#shortbookscribe #bookreview – Meeting Lydia by Linda MacDonald @LindaMac1 #RandomThingsTours #BlogTour

I’m so pleased to be reviewing Meeting Lydia by Linda MacDonald today, as part of the book tour organised by Anne Cater of Random Things Tours. I’d like to thank Anne for the spot on the tour and the author for providing a review copy of the book via Netgalley.

Meeting Lydia explores the very relevant topics of childhood bullying, midlife crises, the pros and cons of internet relationships, and how the psychological effects of these affect the main character and those around her. Readers will be gripped by the turbulent life of Marianne who navigates the onset of menopause, an empty nest, a suspected errant husband and a demanding new obsession that pulls her in deeper as the story unfolds. Those interested in the psychology of relationships will enjoy this novel, as well as those who delight in an enthralling story with relatable characters and the powerful question of what happens when the past catches up with the present. This second edition has reworked the early chapters of the first edition, making for a pacy and shorter version more in line with the audiobook.

Marianne comes home from work one day to find her husband talking to a glamorous woman in their kitchen. Old childhood insecurities resurface, stemming from a time back at school when she was bullied. Jealousy rears its head and her happy marriage begins to crumble. Desperate for a solution – and introduced by her daughter to social networking – she tries to track down her first schoolgirl crush, the enigmatic Edward Harvey. But Marianne is unprepared for the power of email relationships …

You can get Meeting Lydia now from Amazon.


Meeting Lydia is the first in a set of four books that feature some of the same characters but are standalone reads. I have read book four, The Man in the Needlecord Jacket, which I thought was a fantastic read so I was keen to read another by this author.

I’d been wondering who Lydia was as she didn’t seem to be mentioned in the blurb. It all becomes clear in the story which is about Marianne primarily. She’s menopausal and when her husband, Johnny, brings home his attractive younger colleague, she’s incensed by it. It brings back her school years when she was bullied as one of only a handful of girls in a boarding school for boys. It drives her to Friends Reunited (the book is set in 2002 and at the time that site was the cutting edge of social media) to look up an old school mate, Edward, and they begin an email correspondence in which Marianne pours out all her feelings.
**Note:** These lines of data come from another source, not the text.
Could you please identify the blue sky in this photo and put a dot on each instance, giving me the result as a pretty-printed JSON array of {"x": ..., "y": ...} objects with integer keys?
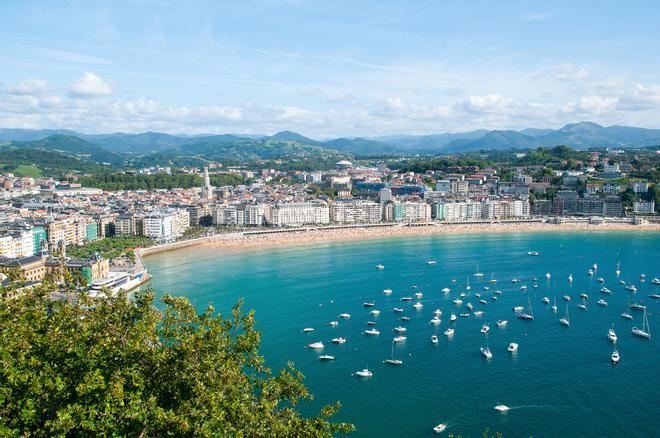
[{"x": 327, "y": 68}]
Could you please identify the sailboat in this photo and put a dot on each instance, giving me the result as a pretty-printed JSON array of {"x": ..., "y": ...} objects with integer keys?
[
  {"x": 391, "y": 360},
  {"x": 527, "y": 316},
  {"x": 611, "y": 335},
  {"x": 565, "y": 320},
  {"x": 583, "y": 304},
  {"x": 645, "y": 331}
]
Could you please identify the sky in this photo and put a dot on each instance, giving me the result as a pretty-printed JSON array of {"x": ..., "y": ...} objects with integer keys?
[{"x": 328, "y": 68}]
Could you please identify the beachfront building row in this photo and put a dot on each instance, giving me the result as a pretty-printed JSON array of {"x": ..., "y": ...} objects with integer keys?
[{"x": 475, "y": 210}]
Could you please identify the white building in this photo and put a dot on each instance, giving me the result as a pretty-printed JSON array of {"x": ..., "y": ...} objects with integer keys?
[
  {"x": 355, "y": 211},
  {"x": 17, "y": 243},
  {"x": 644, "y": 207},
  {"x": 299, "y": 213},
  {"x": 166, "y": 224}
]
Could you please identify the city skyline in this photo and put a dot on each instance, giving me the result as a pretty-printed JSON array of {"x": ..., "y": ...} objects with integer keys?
[{"x": 327, "y": 70}]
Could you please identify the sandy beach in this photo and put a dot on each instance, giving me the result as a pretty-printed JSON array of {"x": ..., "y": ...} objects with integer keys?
[{"x": 315, "y": 236}]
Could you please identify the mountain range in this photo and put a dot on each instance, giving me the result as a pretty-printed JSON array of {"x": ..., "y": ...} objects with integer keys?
[{"x": 118, "y": 148}]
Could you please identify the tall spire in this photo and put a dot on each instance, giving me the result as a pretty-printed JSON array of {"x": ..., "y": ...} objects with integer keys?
[{"x": 207, "y": 189}]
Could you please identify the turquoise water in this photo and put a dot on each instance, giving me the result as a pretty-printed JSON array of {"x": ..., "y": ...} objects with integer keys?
[{"x": 560, "y": 383}]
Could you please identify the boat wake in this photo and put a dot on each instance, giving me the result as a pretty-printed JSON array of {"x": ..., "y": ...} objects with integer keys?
[{"x": 533, "y": 407}]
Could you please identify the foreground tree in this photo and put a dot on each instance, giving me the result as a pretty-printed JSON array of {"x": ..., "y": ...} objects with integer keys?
[{"x": 118, "y": 367}]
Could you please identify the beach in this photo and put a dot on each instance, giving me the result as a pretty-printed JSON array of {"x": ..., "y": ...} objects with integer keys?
[{"x": 311, "y": 236}]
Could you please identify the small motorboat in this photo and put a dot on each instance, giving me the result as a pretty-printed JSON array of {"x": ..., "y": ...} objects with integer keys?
[{"x": 364, "y": 373}]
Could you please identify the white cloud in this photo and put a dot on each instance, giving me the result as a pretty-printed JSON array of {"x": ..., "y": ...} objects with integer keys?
[
  {"x": 90, "y": 85},
  {"x": 597, "y": 104},
  {"x": 28, "y": 87},
  {"x": 569, "y": 72}
]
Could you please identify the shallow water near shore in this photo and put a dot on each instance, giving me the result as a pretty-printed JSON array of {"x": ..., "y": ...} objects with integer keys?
[{"x": 560, "y": 383}]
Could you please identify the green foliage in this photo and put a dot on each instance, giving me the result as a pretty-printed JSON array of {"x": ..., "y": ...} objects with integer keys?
[
  {"x": 110, "y": 247},
  {"x": 51, "y": 163},
  {"x": 114, "y": 367}
]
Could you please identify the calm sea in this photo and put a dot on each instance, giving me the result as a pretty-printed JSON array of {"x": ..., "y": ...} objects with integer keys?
[{"x": 560, "y": 383}]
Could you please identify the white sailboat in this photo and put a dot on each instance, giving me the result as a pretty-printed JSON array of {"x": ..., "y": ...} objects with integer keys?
[
  {"x": 565, "y": 320},
  {"x": 611, "y": 335},
  {"x": 645, "y": 331},
  {"x": 392, "y": 360},
  {"x": 527, "y": 315}
]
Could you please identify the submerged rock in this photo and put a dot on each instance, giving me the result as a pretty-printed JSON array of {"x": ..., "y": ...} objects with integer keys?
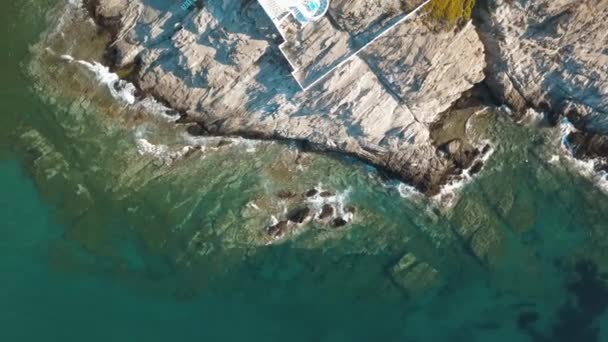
[
  {"x": 338, "y": 222},
  {"x": 311, "y": 192},
  {"x": 278, "y": 230},
  {"x": 414, "y": 275},
  {"x": 327, "y": 193},
  {"x": 227, "y": 73},
  {"x": 327, "y": 211}
]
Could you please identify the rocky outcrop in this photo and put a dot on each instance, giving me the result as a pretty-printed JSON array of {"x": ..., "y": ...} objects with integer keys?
[
  {"x": 550, "y": 54},
  {"x": 221, "y": 68}
]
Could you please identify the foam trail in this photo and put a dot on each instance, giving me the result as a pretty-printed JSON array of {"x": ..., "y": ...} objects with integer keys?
[
  {"x": 120, "y": 89},
  {"x": 586, "y": 168}
]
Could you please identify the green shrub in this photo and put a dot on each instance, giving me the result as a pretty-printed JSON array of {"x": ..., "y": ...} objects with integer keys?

This book looks at how events of the past are always there, waiting to rear their, sometimes ugly, head. Marianne is deeply damaged by the bullying but had pushed it into a recess of her mind. Edward is someone who might understand, might remember, a kindred spirit, as he was there at the time.

There’s quite a lot of philosophical thoughts in this book, particularly in Marianne’s emails to Edward. Not surprising, given that she is a psychology lecturer (and the author was too). Philosophical thoughts aren’t quite my bag but they represented Marianne’s look deep within her psyche, examining her inner feelings and fears.

It was nice to read something about Friends Reunited as that site had a massive impact on people. For the first time, it was possible to look people up on the internet and connect with them again. I also enjoyed the themes involved in this story, being ones of jealousy, insecurity, the change of life. Linda Macdonald is most definitely an accomplished writer of stories about feelings. She’s able to look deep into the heart of her characters.

I really enjoyed Meeting Lydia and am looking forward to catching up with the characters from different perspectives in the two books that I have not yet read. This is intelligent fiction about a woman at a crossroads in her life, trying to work out whether to stick on the road she has travelled so far or to take a different path.



Linda MacDonald is the author of four novels: Meeting Lydia and the stand-alone sequels, A Meeting of a Different Kind, The Alone Alternative and The Man in the Needlecord Jacket. All Linda’s books are contemporary adult fiction, multi-themed, but with a focus on relationship issues.

After studying psychology at Goldsmiths’, Linda trained as a secondary science and biology teacher. She taught these subjects for several years before moving to a sixth-form college to teach psychology. The first two novels took ten years in writing and publishing, using snatched moments in the evenings, weekends and holidays. In 2012, she gave up teaching to focus fully on writing.

Linda was born and brought up in Cockermouth, Cumbria and now lives in Beckenham in Kent.